MobileRead Forums - View Single Post

Tex2002ans · 10-23-2017, 02:52 PM

I recently came across this article referenced by The Digital Reader, "When Nothing Ever Goes Out of Print: Maintaining Backlist Ebooks" written by an editor from Houghton Mifflin Harcourt.

The entire article was a great read, but here is the part on Hyperlinks in backlist books + Link Rot:

Quote:

Hyperlinks

Many of our books have URLs in them. Particularly our adult nonfiction books, which often have endnotes with lots of URLs. And in ebooks, we make these URLs into hyperlinks.

And as we know, URLs can stop working.

The web community has gotten good about talking about this problem, and they call it link rot.

There’s scholarly research on the prevalence of link rot—when URLs stop working—and of reference rot—when the information at a given URL changes from what it was when the author cited it. This study found that more than half of the URLs cited in US Supreme Court decisions suffered from one or the other. Which is not a great thing for the history of American jurisprudence.

Other studies have looked at the half-life of a URL, suggesting that it might be about two years. (The concept of half-life here is just like that for radioactivity, the amount of time it takes for half of something to decay, or in this case, for half of the URLs in a set to stop working.)

What does this look like in an ebook? Powers of Two is a pretty typical nonfiction book from our backlist. It has 275 URLs in it, mostly in the endnotes. It was published in August 2014.

So if we use that half-life of two years model, this summer, in August 2016, we would expect that only 50% of those URLs would still be good.

By August 2018, only 25% of the URLs would still be good.

By August 2024, ten years after pub, this model would predict that only about 3% of the URLs would still be working. And unfortunately, I don’t plan to be retired yet by then. So this is a real problem for us.

When I actually tested the URLs in Powers of Two with the W3C Link Checker, I discovered that about 47 (or 17%) of the URLs were not working.

On the bright side, 83% percent were still working. So we’re running a bit ahead of the curve there. (Or perhaps the websites our authors choose to cite are more reliable than the average website.)

As usual, there’s a “do it right from the beginning” solution, which certain parts of the web and scholarly communities are embracing (using things like DOI to identify electronic documents or a service like Perma.cc that archives cited online content).

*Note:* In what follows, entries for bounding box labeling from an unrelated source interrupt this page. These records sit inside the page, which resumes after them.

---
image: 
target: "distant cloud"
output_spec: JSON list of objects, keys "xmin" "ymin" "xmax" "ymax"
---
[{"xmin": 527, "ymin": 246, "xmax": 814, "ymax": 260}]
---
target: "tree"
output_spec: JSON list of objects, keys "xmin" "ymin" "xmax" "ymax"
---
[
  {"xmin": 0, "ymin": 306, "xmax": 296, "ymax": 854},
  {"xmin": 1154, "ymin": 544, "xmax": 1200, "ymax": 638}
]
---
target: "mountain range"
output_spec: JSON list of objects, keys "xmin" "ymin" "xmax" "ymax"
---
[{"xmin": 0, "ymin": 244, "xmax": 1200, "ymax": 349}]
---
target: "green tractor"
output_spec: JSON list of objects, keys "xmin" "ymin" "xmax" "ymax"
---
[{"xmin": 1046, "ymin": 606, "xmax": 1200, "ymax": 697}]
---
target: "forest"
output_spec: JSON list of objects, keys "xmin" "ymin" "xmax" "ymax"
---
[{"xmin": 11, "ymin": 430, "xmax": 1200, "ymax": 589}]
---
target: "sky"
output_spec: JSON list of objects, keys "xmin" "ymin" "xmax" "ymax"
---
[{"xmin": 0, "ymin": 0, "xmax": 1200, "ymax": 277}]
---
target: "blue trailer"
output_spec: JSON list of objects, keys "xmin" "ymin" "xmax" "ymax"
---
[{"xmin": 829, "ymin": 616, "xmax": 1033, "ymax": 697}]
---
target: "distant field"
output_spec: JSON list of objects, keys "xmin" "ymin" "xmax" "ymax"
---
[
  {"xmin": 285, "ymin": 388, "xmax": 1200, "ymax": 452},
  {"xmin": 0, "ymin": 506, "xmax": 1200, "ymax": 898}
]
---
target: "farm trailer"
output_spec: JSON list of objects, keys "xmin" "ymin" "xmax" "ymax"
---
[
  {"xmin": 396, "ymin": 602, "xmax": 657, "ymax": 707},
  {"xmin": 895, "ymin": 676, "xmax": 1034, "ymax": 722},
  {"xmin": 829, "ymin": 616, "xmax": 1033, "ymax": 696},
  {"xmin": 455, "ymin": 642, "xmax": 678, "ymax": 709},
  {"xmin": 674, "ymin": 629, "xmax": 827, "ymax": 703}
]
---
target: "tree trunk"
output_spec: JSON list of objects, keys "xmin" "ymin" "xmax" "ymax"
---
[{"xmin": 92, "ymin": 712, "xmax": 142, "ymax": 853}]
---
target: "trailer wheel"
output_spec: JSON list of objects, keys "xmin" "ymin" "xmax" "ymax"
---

I haven’t seen trade publishing take this problem on.

But because we’re talking about backlist, and we don’t have the advantage of going back in time to do ask our authors to archive their links correctly, we’re talking about inheriting tens of thousands of old URLs that were not deliberately preserved in any way. (Not all our books have 275 URLs, and some have none, so what if we say 20 on average? Hypothetical 5000 book backlist at 20 URLs per book = 100,000 slowly decaying URLs.)

And this is a problem for print books as well as for the ebooks of course, but I think we’re more content to let the URLs in print books function essentially as decoration—as signs that there is scholarship underlying their claims. And we also assume that a very motivated reader who types out an entire URL from a print book to try to get to a source document will also have some basic web literacy around using Google to search for an alternative.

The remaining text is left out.